Nella magica terra di Rosas, un’isola di pace e armonia, uomini e donne, al compimento del diciottesimo anno, affidano i loro sogni a re Magnifico, affinché li protegga e li realizzi. La diciassettenne Asha è vicina a quel momento, ma ciò che più le sta a cuore è che il suo adorato nonno possa vedere realizzato il suo sogno, nel giorno del suo centesimo compleanno. Per questo, e per la fede che ripone nella sua guida, Asha si propone come assistente del re, ma quello che scopre, una volta al suo cospetto, la lascia dubbiosa e sconvolta. Magnifico non è il mago altruista che tutti credono essere, e i sogni delle persone, con lui, non sono affatto al sicuro. Disperata, la ragazza esprime un desiderio al cielo stellato e si prepara a lottare perché la verità venga rivelata.

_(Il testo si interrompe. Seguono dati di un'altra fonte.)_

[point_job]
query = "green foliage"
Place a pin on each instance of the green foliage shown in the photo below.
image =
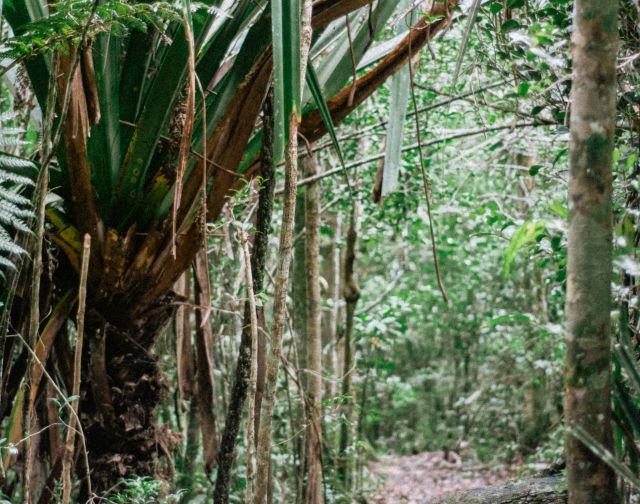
(143, 490)
(17, 176)
(67, 20)
(528, 232)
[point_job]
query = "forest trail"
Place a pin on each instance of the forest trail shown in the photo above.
(423, 478)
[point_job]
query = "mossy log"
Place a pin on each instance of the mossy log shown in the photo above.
(547, 490)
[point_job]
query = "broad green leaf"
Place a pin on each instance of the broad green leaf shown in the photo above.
(527, 233)
(316, 91)
(287, 87)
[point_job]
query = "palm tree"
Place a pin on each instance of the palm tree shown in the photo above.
(155, 137)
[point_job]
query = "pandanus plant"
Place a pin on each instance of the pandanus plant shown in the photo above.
(158, 125)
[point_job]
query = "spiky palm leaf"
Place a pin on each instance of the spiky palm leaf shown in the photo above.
(118, 183)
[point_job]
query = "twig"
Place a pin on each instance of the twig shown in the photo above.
(435, 141)
(253, 373)
(425, 182)
(67, 456)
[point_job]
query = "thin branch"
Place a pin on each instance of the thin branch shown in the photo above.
(67, 457)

Il sessantaduesimo classico Disney si propone come un film speciale, un omaggio programmatico ai personaggi, alle storie e ai disegni che hanno fatto la storia della major più famosa del mondo, in occasione del centesimo anniversario.
“Se puoi sognarlo, puoi farlo” recitava il motto dello zio Walt, dunque cosa meglio di un film sull’importanza vitale dei sogni, con al centro quella stellina nel cielo, capace di far avverare i desideri più sentiti, di cui cantava il Grillo Parlante con la voce di Cliff Edwards nel 1940?
Wish nasce dunque con intenzioni nobili e celebrative, ma, spiace dirlo, non va molto al di là di esse. Il desiderio di fare della protagonista un simbolo delle eroine che l’hanno preceduta ne limita la caratterizzazione, e così è per il villain, che è un po’ tutti i cattivi e nessuno, e per la mascotte del film: una stella che si chiama Star, perché evidentemente la fantasia, in un mondo che è fatto della stessa materia, rischia qualche volta di essere data per scontata.
Come un figlio che si rovina da solo cercando di compiacere i genitori (in questo caso, per di più, innumerabili) il film di Chris Buck e Fawn Veerasunthorn rinuncia ad una propria originalità pur di non scontentare nessuno e pur di proporsi come un episodio universalmente valido, una summa della poetica made in Disney.
Anche volendo crederci fino all’ultimo, anche “sperando fermamente”, come Cenerentola ci invita a fare, dopo una lunga premessa tematica sull’importanza di avere un sogno, dopo un primo brano inaugurale che ricalca l’esordio musicale di Encanto senza eguagliarne la bellezza, e dopo che la parola “sogno” viene utilizzata fino allo sfinimento, diventa chiaro che il film non ha profondità, che parla esattamente di quello di cui parla, che mette in scena dei personaggi secondari che fanno i secondari senza che la loro presenza vada mai oltre la mera funzione, e che accadrà esattamente quello che ci aspettiamo che accada. Ma non è così che funzionano i sogni.